Overclocked GPU failing work units?

TimTim Southwest PA
edited June 2010 in Folding@Home
I noticed something today while looking at my HFM monitor on my 4 GPU folding PC.

GPU1 has had 5 complete and 10 failed work units so far. The other 3 GPUs have never had a failed work unit, and 62 successful ones total.

I had the shaders overclocked in sync in EVGA Precision, all at 1650 Mhz, up from the stock 1500 Mhz.

Could there be something in GPU1 that makes it unstable enough at this overclock to fail work packets? I un-synced the 4 GPUs and put GPU1 back to 1500. So far it's up to 8 pass and the same 10 fails.

We'll see what happens.

Comments

  • SnarkasmSnarkasm Madison, WI
    edited April 2010
    Yes, overclocking can ruin work units, and yes, different cards have different levels of overclockability. Just because one card is good at 1650 doesn't mean all will be. Even if one card is good at 1650, that very same card may not be good at 1600. OCing needs patience.
  • _k_k P-Town, Texas
    edited April 2010
    The other thing you need to look at is where it is failing on the WUs. If it is throwing an error at the end or front of a WU it usually indicates a system problem but if it errors from 5%-95% complete is usually indicates an OC issue. A completely unstable OC will get one set of projects and just fail as soon as it loads it, so it never gets past 0%, and it will tend to do max EUE error 24 hour shut down. These are not exact guidelines but most of what I am seen conforms to it.
  • TimTim Southwest PA
    edited April 2010
    Since I took out its overclock, it has now improved from a record of 5-10 up to 12-10. That seems to have fixed it, maybe I'll try and squeeze it up to 1550 or 1600 and watch the record. I can also check the text log and see where they were failing at.

    EDIT : I checked the log file. I saw the failures. Of those who failed, about half failed in the first 10%, the others were between 20%-55% when they failed. Then towards the end of the log is where I took out the overclock because the failures had stopped. Some of the error messages at the failure point were:

    mdrun_gpu returned, NANs detected on GPU, Folding@Home core shutdown: UNSTABLE_MACHINE, Corestatus = 7A (122)
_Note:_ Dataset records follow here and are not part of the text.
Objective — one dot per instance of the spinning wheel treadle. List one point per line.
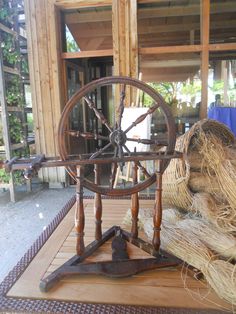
(116, 140)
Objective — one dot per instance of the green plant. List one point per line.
(24, 65)
(14, 96)
(7, 12)
(17, 177)
(10, 55)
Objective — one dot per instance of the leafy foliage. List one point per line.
(10, 55)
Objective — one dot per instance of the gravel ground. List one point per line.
(22, 222)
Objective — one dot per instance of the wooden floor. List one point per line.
(151, 288)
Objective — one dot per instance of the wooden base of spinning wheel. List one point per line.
(119, 266)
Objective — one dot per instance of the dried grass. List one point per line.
(194, 241)
(221, 215)
(220, 274)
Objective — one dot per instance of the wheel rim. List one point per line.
(117, 136)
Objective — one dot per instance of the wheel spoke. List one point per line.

    What's a NAN? And on EUE pauses, WHY is it a 24 hour shutdown? Give it 10 minutes to cool down the GPU and resume! I used to see EUE messages on HFM, but never knew what EUE was. If the GPU with EUE hadn't restarted after a little while, I'd shut down that GPU and restart it.
  • clifford_cooleyclifford_cooley Arkansas, USA
    edited April 2010
    I've seen NAN in programming before and it usually meant "Not A Number". I'm not sure if it would mean the same here or not. The "Not A Number" error would indicate that a math function tried to calculate two values and one was not a number so the calculation could not be performed and submitted the NAN error.
  • SnarkasmSnarkasm Madison, WI
    edited April 2010
    NaN is not a number, yes. That's exactly what happened. EUEs are early unit ends; it stops to give you time to evaluate what's wrong with your system before trying again. It doesn't do Stanford any good for you to turn in 50 EUEs. They'd much rather you just turn in 1 and notice your points have dropped and debug why.
  • _k_k P-Town, Texas
    edited April 2010
    Just to add onto what Snark said, even though he nailed the EUE thing. The other reason they have a 24 hour hold on clients that throw a large number of consecutive EUEs is to cut down on cheating.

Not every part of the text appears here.